MCL 750.157q; MSA 28.354(16) proscribes and renders felonious the use of a credit card obtained or held under circumstances constituting an offense under MCL 750.157n; MSA 28.354(14) or MCL 750.157p; MSA 28.354(15). Sections 157n and 157p proscribe stealing, knowingly taking, retaining or secreting a credit card without the consent of the cardholder, and the possession, control or receipt of a credit card with the intent to circulate, sell, procure or permit the use, delivery, circulation or sale while knowing that the possession, control or receipt is without the consent of the cardholder.
The term cardholder is defined by MCL 750.157m(b); MSA 28.354(13)(b):
"Cardholder" means (1) the person or organization who requests a credit card and to whom or for whose benefit a credit card is subsequently issued; or (2) the person or organization to whom a credit card was issued and who uses a credit card, whether the issuance of the credit card was requested or not.
Because Holland's own testimony established that (1) Holland never personally requested the credit card, and (2) Holland never used the credit card, defendant claims she did not wrongfully use a credit card of the cardholder. In our opinion, defendant construes the statute far too narrowly. The statute is designed to protect both the issuer and the person in whose name a card is issued. Subsection (1) of MCL 750.157m(b); MSA 28.354(13)(b) provides that protection if a card is deemed "requested" anytime it is issued pursuant to solicitation. In the instant case, the credit card was issued pursuant to solicitation from one whom *512 the issuer believed to be Theresa Holland. Construed in this manner, Holland was a cardholder. Construed narrowly, as defendant urges, the statute affords no protection to the real cardholder or to the issuer where persons representing themselves to be someone else request and receive a credit card. We do not believe the Legislature intended to exclude from the act's operation fraudulent users who obtained unrequested cards before the real owner has used the card.
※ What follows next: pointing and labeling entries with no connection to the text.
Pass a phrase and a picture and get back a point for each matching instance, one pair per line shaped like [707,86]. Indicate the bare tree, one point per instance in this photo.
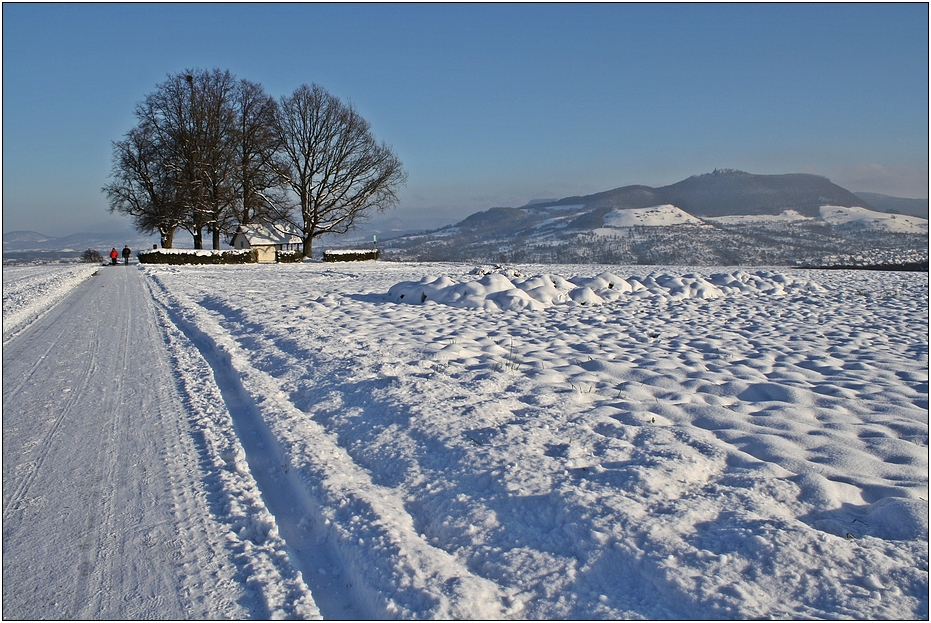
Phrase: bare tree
[332,164]
[192,116]
[257,182]
[142,187]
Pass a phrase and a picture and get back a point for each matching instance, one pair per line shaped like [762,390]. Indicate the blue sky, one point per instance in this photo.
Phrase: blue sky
[488,104]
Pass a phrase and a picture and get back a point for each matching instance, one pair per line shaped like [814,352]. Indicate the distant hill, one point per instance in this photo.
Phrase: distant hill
[31,245]
[896,205]
[726,217]
[727,192]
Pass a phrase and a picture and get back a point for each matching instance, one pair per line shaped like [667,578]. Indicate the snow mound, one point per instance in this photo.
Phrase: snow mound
[656,216]
[506,290]
[898,519]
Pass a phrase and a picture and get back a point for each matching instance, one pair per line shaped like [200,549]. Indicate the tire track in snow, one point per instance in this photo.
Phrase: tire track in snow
[230,489]
[23,485]
[327,506]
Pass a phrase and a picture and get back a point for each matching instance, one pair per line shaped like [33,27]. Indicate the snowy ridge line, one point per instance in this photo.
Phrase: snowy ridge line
[235,498]
[27,299]
[352,519]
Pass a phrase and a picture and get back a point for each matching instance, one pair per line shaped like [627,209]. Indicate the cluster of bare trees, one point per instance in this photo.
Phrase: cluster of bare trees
[211,152]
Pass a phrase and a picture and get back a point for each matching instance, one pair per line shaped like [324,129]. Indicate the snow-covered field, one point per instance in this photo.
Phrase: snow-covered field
[30,291]
[572,441]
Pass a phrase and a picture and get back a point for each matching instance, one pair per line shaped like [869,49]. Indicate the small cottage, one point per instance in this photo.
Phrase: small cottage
[267,240]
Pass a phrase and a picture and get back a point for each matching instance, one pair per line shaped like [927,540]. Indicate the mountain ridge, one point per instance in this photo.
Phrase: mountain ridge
[726,217]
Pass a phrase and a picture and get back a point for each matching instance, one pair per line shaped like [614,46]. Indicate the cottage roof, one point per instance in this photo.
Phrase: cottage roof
[263,234]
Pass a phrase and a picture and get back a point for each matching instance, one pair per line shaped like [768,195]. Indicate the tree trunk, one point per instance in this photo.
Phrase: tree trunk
[167,236]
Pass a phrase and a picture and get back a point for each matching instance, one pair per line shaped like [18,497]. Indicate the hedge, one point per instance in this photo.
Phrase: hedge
[197,256]
[358,255]
[289,256]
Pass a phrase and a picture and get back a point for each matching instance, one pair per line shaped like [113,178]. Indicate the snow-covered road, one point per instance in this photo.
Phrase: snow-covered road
[355,442]
[112,507]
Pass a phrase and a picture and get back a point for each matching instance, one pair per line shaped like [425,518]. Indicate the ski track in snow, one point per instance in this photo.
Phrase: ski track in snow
[549,442]
[30,291]
[116,501]
[761,454]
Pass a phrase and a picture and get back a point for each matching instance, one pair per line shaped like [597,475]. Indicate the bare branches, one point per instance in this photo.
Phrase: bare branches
[212,152]
[332,164]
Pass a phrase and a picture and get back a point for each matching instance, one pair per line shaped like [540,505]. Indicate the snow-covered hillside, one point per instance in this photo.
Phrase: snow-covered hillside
[861,218]
[656,216]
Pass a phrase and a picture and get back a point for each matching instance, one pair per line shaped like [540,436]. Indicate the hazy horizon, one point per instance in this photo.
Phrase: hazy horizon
[488,105]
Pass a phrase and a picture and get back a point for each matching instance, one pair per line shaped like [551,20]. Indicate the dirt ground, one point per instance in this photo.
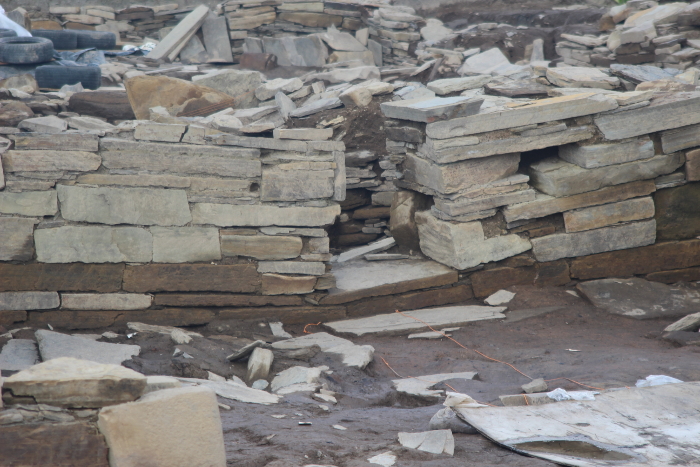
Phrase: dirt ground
[612,351]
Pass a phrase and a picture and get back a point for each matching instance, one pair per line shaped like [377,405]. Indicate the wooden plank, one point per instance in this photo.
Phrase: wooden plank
[180,34]
[216,39]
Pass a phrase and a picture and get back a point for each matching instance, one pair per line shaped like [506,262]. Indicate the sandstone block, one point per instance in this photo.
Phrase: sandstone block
[139,206]
[260,247]
[93,244]
[185,244]
[175,427]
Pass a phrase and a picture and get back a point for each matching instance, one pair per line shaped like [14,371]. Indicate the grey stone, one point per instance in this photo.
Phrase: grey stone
[56,345]
[556,177]
[239,84]
[640,299]
[17,238]
[19,354]
[590,242]
[138,206]
[601,155]
[185,244]
[93,244]
[29,300]
[263,215]
[463,245]
[403,323]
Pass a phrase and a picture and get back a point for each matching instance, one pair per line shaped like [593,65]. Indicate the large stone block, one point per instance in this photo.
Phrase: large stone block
[240,278]
[450,178]
[609,214]
[185,244]
[49,161]
[93,244]
[263,215]
[180,158]
[463,245]
[178,427]
[29,203]
[138,206]
[17,236]
[589,242]
[260,246]
[558,178]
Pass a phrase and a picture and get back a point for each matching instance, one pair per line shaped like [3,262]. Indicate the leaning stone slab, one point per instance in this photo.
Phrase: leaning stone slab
[29,300]
[19,354]
[430,110]
[69,382]
[556,177]
[664,113]
[108,301]
[56,345]
[263,215]
[403,323]
[136,206]
[545,205]
[609,214]
[601,155]
[93,244]
[640,299]
[146,432]
[589,242]
[29,203]
[545,110]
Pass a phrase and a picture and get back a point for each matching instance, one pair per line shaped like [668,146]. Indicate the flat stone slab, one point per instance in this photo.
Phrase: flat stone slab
[56,345]
[359,279]
[403,323]
[641,299]
[19,354]
[69,382]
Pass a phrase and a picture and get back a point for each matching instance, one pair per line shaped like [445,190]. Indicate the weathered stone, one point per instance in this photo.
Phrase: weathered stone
[237,278]
[601,155]
[450,178]
[640,299]
[111,301]
[276,284]
[93,244]
[54,345]
[139,206]
[545,110]
[590,242]
[357,280]
[463,245]
[545,205]
[17,238]
[664,113]
[185,244]
[608,214]
[264,215]
[559,178]
[43,444]
[68,382]
[194,437]
[181,158]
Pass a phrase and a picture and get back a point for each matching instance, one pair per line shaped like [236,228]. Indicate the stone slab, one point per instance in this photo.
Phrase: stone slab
[590,242]
[403,323]
[640,299]
[357,280]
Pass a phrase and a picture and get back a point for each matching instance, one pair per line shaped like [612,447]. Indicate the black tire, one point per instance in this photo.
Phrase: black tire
[55,77]
[64,39]
[98,39]
[25,50]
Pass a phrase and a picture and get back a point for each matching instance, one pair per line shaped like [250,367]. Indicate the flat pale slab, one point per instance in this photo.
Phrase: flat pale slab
[397,323]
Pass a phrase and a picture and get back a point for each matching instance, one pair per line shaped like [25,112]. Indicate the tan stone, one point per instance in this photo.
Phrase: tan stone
[175,427]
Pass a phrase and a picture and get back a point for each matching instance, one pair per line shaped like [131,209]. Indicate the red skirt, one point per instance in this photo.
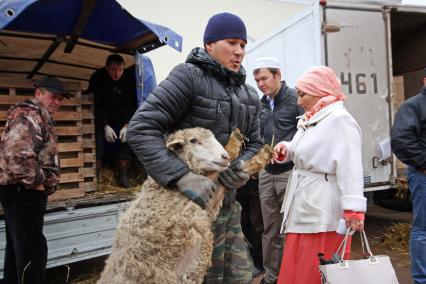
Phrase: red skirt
[300,261]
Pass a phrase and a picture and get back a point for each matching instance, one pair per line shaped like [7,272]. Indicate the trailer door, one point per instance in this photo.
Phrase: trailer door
[356,48]
[296,44]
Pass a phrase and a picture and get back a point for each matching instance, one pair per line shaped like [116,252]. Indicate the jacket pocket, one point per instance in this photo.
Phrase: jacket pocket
[308,206]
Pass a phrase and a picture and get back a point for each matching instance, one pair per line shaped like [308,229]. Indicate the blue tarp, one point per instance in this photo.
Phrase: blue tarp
[108,22]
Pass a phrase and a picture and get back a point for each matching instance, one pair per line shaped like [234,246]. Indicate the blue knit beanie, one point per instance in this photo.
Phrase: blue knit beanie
[223,26]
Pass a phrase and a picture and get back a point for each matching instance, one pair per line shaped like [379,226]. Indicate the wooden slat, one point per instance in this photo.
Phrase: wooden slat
[59,116]
[89,157]
[88,143]
[11,100]
[72,162]
[70,147]
[64,194]
[71,177]
[88,114]
[89,186]
[67,116]
[68,130]
[3,115]
[28,84]
[88,129]
[87,100]
[89,172]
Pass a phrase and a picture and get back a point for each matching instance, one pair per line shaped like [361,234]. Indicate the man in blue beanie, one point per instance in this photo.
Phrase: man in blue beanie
[208,91]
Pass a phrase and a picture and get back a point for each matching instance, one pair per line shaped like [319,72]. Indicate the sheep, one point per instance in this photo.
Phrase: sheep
[164,237]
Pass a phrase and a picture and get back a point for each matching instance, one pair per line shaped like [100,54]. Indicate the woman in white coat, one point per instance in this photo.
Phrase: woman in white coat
[326,186]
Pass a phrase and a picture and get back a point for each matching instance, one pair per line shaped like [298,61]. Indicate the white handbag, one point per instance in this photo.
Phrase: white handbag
[374,269]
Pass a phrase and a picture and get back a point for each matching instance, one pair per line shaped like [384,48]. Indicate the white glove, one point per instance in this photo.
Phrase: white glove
[110,135]
[123,133]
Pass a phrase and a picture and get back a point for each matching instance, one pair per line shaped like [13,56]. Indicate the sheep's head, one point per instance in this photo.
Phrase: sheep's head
[199,149]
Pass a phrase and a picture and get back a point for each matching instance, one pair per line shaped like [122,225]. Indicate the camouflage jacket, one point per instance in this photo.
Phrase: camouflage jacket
[28,147]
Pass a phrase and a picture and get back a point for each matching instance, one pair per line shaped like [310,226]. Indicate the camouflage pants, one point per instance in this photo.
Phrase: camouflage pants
[231,262]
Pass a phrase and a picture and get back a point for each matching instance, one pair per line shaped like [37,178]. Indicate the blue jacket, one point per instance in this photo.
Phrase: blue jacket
[408,138]
[280,122]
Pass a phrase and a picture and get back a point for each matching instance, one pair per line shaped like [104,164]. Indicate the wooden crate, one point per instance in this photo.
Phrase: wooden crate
[75,130]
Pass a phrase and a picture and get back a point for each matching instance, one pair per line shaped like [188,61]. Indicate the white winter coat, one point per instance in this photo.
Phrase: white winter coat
[328,175]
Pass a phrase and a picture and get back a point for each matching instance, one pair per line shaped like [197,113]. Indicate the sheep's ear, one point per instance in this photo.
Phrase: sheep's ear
[175,145]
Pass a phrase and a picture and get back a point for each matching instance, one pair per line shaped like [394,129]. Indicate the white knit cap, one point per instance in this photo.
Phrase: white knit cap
[266,62]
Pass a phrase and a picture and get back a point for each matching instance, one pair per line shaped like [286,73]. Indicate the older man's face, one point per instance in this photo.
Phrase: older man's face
[115,70]
[228,52]
[51,101]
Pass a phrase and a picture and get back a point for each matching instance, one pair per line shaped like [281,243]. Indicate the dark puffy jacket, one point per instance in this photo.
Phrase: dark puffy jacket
[115,101]
[280,122]
[200,93]
[409,132]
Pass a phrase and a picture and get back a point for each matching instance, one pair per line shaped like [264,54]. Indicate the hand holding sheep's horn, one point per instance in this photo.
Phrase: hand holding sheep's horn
[234,176]
[196,187]
[280,151]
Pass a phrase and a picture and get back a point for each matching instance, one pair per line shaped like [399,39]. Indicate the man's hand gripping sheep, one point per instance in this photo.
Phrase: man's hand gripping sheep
[166,237]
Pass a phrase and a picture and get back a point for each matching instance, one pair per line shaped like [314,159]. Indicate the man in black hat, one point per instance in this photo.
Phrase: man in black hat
[115,103]
[29,172]
[209,91]
[408,140]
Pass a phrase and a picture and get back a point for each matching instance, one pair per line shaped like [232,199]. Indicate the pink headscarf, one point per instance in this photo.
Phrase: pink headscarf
[320,81]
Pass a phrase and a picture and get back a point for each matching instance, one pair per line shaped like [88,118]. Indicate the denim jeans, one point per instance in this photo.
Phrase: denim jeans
[417,186]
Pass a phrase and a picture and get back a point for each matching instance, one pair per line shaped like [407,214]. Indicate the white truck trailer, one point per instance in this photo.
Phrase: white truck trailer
[373,47]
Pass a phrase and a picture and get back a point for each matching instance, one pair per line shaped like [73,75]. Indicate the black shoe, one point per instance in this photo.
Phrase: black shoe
[264,282]
[257,271]
[122,178]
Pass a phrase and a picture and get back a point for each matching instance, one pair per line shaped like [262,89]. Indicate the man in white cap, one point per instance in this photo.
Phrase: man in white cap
[208,91]
[277,123]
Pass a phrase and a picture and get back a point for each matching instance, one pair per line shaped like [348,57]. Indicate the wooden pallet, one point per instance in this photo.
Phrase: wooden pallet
[74,126]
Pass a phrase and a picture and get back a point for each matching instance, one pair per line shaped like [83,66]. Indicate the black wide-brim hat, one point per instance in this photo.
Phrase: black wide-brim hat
[53,85]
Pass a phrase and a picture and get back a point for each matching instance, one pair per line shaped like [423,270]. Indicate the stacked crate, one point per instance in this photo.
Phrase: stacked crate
[73,122]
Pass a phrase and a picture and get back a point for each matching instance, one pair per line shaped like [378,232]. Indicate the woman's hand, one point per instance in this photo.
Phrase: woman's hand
[280,151]
[355,225]
[354,220]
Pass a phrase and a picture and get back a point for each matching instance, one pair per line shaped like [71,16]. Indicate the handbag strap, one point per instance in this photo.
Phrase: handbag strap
[364,241]
[364,244]
[342,247]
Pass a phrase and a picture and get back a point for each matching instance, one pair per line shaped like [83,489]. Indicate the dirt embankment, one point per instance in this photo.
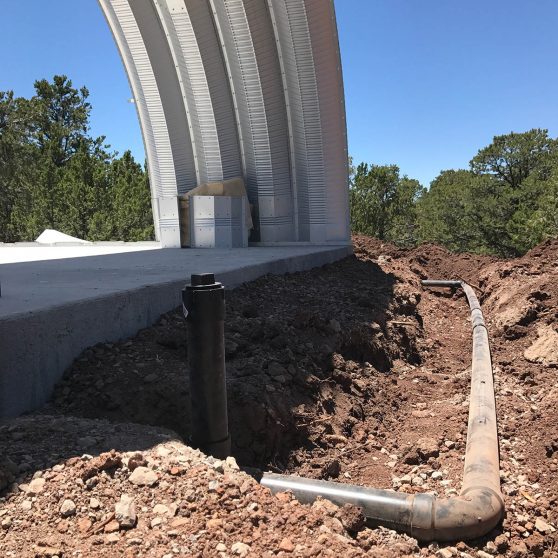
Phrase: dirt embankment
[351,372]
Defendant also contends the trial court erred when it did not sua sponte instruct the jury as to the definition of cardholder. Defendant made no request for the instruction and did not object when instructions were given. In the absence of an objection, alleged errors in jury instructions are deemed waived unless a miscarriage of justice results. People v Trammell, 70 Mich. App. 351, 354; 247 NW2d 311 (1976); People v Vicuna, 141 Mich. App. 486, 492; 367 NW2d 887 (1985). Given the construction of the statute set forth in our discussion of issue I, manifest injustice does not occur from omission of the cardholder instructions. CJI 30:1:01. The instructions given by the court parallel the statute and Holland was clearly a cardholder. Thus, defendant would gain no benefit by an instruction on who is a cardholder.
Affirmed.
NOTES
[*] Circuit judge, sitting on the Court of Appeals by assignment.